Le 7 décembre 1995 «date anniversaire de Pearl Harbor» le patron de Microsoft, Bill Gates, annonçait sa décision de faire de l'Internet le coeur de sa stratégie. Deux ans plus tard, le scepticisme qui avait accueilli cette annonce n'est plus de mise. Mais l'ambition de Microsoft repose, au moins en partie, entre les mains d'un juriste de 60 ans qui n'est ni un spécialiste d'informatique ni un internaute averti. Depuis trois semaines, le juge Thomas Penfield Jackson a décidé de donner suite à une plainte de la division antitrust du ministère de la Justice contre Microsoft. Le reproche principal fait à Microsoft est de pratiquer la «vente liée»: d'obliger l'acquéreur de son système d'exploitation «Windows», qui jouit d'un quasi-monopole sur l'équipement des PC, d'acheter également son logiciel de navigation sur l'Internet, «Internet Explorer» qui, lui, est un concurrent de Netscape et autres.

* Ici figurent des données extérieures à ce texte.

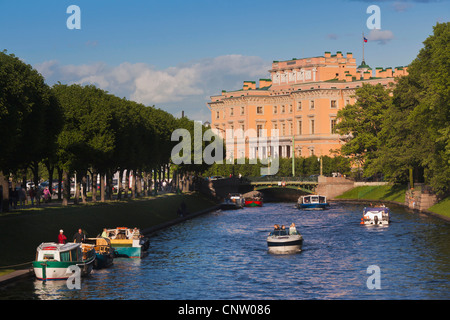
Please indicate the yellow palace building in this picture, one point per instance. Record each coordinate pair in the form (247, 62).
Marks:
(300, 99)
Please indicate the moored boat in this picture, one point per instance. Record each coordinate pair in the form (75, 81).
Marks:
(312, 202)
(54, 261)
(128, 242)
(284, 241)
(254, 199)
(104, 252)
(233, 201)
(375, 216)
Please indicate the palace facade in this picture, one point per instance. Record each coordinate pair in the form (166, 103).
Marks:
(300, 99)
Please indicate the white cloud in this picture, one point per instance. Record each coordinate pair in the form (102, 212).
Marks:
(146, 84)
(381, 36)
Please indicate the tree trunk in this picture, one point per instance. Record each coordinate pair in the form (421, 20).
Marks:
(60, 179)
(102, 187)
(94, 185)
(66, 188)
(76, 199)
(4, 205)
(119, 190)
(127, 184)
(133, 184)
(108, 185)
(84, 189)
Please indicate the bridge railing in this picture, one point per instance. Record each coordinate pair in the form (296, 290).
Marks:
(311, 178)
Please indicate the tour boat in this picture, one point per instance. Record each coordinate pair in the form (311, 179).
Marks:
(104, 252)
(233, 201)
(312, 202)
(238, 199)
(128, 243)
(281, 241)
(54, 260)
(254, 199)
(375, 216)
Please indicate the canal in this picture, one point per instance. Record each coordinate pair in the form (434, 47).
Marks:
(223, 256)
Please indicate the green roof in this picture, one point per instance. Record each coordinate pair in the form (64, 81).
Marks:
(363, 65)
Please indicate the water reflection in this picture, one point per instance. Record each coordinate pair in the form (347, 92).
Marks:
(223, 255)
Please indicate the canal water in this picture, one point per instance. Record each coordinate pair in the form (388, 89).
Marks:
(223, 256)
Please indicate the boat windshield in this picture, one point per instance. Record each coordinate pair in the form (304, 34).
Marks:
(280, 233)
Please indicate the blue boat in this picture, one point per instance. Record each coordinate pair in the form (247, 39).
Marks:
(128, 243)
(312, 202)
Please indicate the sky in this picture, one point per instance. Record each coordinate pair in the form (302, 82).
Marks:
(176, 54)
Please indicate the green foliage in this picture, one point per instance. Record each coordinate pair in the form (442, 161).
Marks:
(411, 130)
(363, 121)
(29, 115)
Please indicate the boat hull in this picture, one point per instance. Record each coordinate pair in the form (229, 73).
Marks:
(313, 206)
(130, 248)
(103, 261)
(253, 203)
(58, 270)
(285, 244)
(129, 252)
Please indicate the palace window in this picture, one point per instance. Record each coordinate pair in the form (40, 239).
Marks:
(259, 110)
(333, 104)
(333, 125)
(259, 130)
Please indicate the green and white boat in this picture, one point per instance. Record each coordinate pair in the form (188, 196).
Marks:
(54, 261)
(128, 243)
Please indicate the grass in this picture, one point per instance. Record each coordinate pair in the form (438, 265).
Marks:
(22, 232)
(442, 208)
(386, 193)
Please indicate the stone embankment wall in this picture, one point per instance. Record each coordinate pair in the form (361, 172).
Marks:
(333, 186)
(420, 198)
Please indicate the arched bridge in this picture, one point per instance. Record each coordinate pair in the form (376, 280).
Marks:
(307, 185)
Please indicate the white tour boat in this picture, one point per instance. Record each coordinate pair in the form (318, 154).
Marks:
(283, 241)
(375, 216)
(53, 260)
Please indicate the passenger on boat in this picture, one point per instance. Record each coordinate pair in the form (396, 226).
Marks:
(61, 237)
(292, 229)
(79, 236)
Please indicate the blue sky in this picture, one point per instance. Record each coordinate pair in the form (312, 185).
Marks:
(175, 54)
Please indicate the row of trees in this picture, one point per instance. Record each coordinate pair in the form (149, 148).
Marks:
(76, 130)
(403, 132)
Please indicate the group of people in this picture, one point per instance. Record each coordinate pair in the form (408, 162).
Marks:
(292, 228)
(18, 197)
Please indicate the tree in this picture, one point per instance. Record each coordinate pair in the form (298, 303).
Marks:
(30, 117)
(362, 123)
(416, 134)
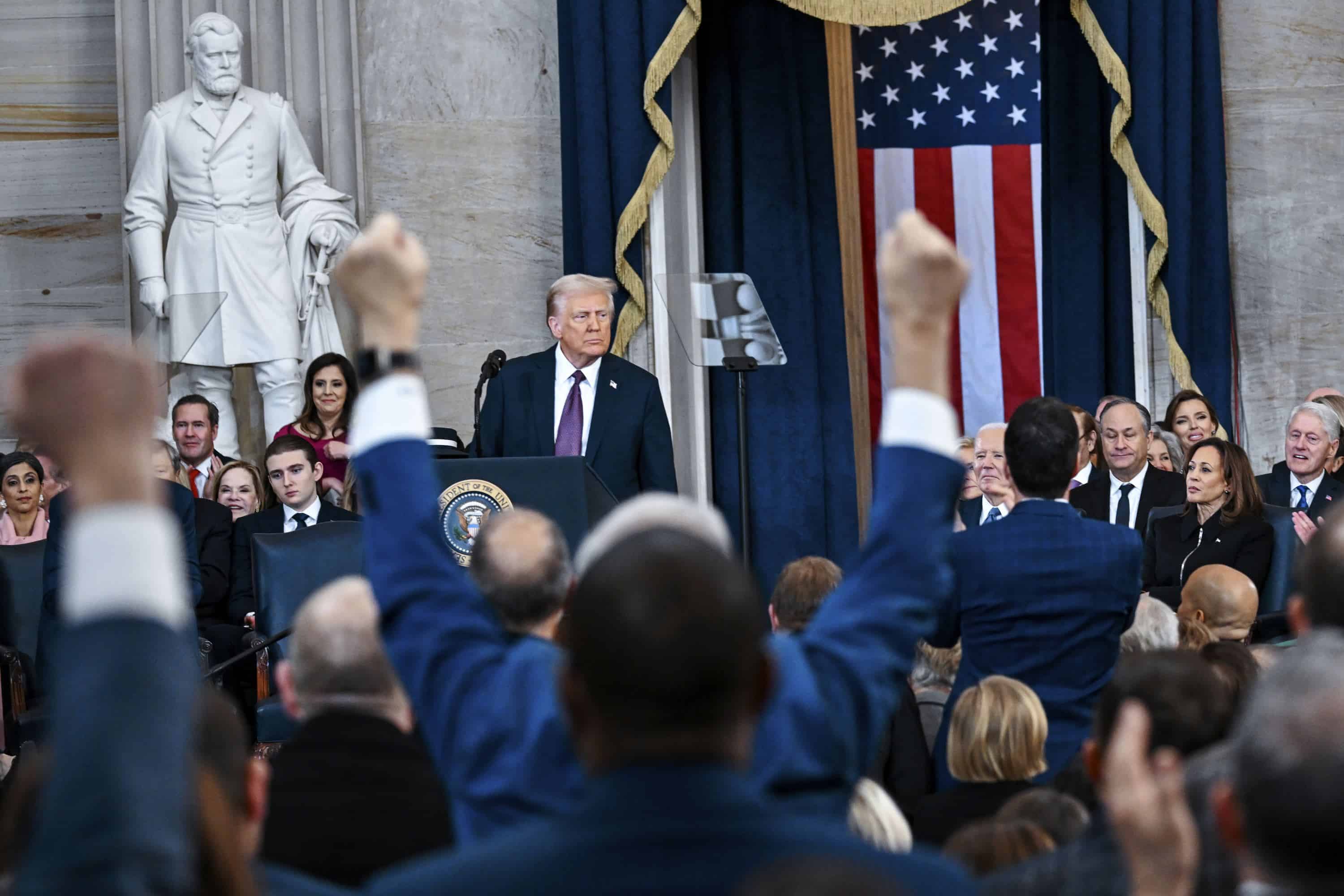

Le 11 décembre, le juge Jackson avait, dans une injonction préliminaire, ordonné à Microsoft de séparer la distribution des deux produits. Microsoft a réagi en proposant aux fabricants informatiques de choisir entre trois formules: une version «complète» de Windows 95 (incluant Internet Explorer); une version de Windows 95 amputée du logiciel de navigation, et que la firme juge alors «endommagée»; enfin une version première du logiciel datant de deux ans.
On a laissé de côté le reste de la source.